Commandline used: ./configure --extra-cflags="-march=core2" && make fprofiled

Platform: X86
System: MINGW
asm: yes
avis input: yes
mp4 output: yes
pthread: yes
debug: no
gprof: no
PIC: no
shared: no
visualize: no

ACrowley
6th February 2009, 09:54
Ive the Feeling that the latest builds are little bit slower on my Quadcore Q6600 ? CPU Load in 2nd Pass is not mostly around 100%.
But i had full CPU Laod on all Coreas withg a bit older builds ?

Audionut
6th February 2009, 10:54
CPU load means nothing.

Don't rely on it, or your feeling. Measure it with some benchmarks.

Sharktooth
6th February 2009, 13:29
request: skystrife's updated builds ;)

Audionut
6th February 2009, 15:51
Can anyone help me to get configure working with the changes Loren made here http://git.videolan.org/?p=x264.git;a=commit;h=1df50b9287c83d5443d19482345b6842b78081c3

edit: how to get make to work in cygwin?

kemuri-_9
6th February 2009, 16:41
Can anyone help me to get configure working with the changes Loren made here http://git.videolan.org/?p=x264.git;a=commit;h=1df50b9287c83d5443d19482345b6842b78081c3

edit: how to get make to work in cygwin?

doesn't cygwin already have bash?
but either way, can always join #x264 on irc.freenode.net for help.

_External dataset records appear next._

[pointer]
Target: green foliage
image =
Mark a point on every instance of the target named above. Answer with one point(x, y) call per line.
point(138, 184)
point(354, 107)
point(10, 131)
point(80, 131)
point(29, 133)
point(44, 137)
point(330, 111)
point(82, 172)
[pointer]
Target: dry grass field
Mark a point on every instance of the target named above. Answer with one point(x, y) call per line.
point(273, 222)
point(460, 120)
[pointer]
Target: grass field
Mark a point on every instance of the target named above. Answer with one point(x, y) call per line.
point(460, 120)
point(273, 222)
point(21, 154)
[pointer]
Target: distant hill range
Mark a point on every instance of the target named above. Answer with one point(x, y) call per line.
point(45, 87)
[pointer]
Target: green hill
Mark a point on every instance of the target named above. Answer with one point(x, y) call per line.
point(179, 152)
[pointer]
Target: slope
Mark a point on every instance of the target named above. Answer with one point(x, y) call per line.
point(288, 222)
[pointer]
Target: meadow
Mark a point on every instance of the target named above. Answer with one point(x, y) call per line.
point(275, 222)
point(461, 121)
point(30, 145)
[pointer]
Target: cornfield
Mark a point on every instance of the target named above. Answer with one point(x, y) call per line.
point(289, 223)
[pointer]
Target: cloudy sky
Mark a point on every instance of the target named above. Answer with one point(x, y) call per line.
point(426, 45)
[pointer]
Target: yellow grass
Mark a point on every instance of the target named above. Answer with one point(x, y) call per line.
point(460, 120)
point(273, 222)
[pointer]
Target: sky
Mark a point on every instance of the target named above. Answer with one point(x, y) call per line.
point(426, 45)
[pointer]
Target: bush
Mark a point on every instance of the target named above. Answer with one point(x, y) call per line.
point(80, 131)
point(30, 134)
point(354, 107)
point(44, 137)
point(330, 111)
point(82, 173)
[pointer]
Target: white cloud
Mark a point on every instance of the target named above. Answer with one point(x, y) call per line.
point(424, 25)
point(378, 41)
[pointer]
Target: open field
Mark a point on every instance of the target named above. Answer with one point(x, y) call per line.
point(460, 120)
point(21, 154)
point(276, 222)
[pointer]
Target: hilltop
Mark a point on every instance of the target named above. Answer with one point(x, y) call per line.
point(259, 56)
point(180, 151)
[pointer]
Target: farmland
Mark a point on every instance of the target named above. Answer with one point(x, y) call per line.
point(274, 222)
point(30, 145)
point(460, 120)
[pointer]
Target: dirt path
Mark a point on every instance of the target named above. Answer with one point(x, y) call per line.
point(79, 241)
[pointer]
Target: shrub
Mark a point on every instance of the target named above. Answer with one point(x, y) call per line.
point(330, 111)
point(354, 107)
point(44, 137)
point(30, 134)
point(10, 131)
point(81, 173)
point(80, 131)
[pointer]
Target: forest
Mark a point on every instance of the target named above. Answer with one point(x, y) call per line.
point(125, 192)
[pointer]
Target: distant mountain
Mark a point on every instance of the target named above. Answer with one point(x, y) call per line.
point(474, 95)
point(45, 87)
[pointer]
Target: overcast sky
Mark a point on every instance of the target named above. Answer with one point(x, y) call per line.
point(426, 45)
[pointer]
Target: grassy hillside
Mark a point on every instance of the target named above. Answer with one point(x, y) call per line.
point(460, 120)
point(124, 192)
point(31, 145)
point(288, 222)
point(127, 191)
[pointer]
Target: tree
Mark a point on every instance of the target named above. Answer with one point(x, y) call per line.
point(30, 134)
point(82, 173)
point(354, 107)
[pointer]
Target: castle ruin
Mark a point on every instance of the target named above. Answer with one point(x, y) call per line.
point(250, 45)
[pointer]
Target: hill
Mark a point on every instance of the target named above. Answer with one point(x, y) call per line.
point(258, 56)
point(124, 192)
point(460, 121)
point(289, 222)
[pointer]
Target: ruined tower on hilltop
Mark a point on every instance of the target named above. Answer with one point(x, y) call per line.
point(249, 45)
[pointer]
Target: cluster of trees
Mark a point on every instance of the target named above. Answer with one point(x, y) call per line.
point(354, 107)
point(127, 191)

request: skystrife's updated builds ;)
until the win64 patch is updated again, can only get up to r1100 working in x64. (r1101 broke it).

skystrife
7th February 2009, 03:20
x264.1101M.exe (http://www.mediafire.com/?dejo1zijm2b) - Alternate Download (http://skystrife.com/x264/x264.1101M.exe)

Patches used:

x264_hrd_pulldown.09_interlace.diff
x264_win_zone_parse_fix_05.diff

gcc 3.4.5 fprofiled build with -march=pentium2.
-----------------------------------------------

x264.1100M.x64.exe (http://www.mediafire.com/?dhmz4undgyw) - Alternate Download (http://skystrife.com/x264/x264.1100M.x64.exe)

Patches used:
x264_hrd_pulldown.09_interlace.diff
x264_win_zone_parse_fix_05.diff
x264_win64_support.06.r1093.diff

gcc 4.3.4 fprofiled build.

Audionut
7th February 2009, 10:58
http://komisar.gin.by/x.patch/BugMaster/x264_win64_support.07.r1096.diff

kemuri-_9
7th February 2009, 16:07
http://komisar.gin.by/x.patch/BugMaster/x264_win64_support.07.r1096.diff

Edit:
there's a newer win64 patch than that:
http://stashbox.org/392450/x264_win64_support.08.r1101.diff

MasterNobody
7th February 2009, 16:12
indeed that is the correct latest patch, since ver 06 broke with the asm additions with revision 1096.
The latest is x264_win64_support.08.r1101.diff (http://komisar.gin.by/x.patch/BugMaster/x264_win64_support.08.r1101.diff)

kemuri-_9
7th February 2009, 16:14
The latest is x264_win64_support.08.r1101.diff (http://komisar.gin.by/x.patch/BugMaster/x264_win64_support.08.r1101.diff)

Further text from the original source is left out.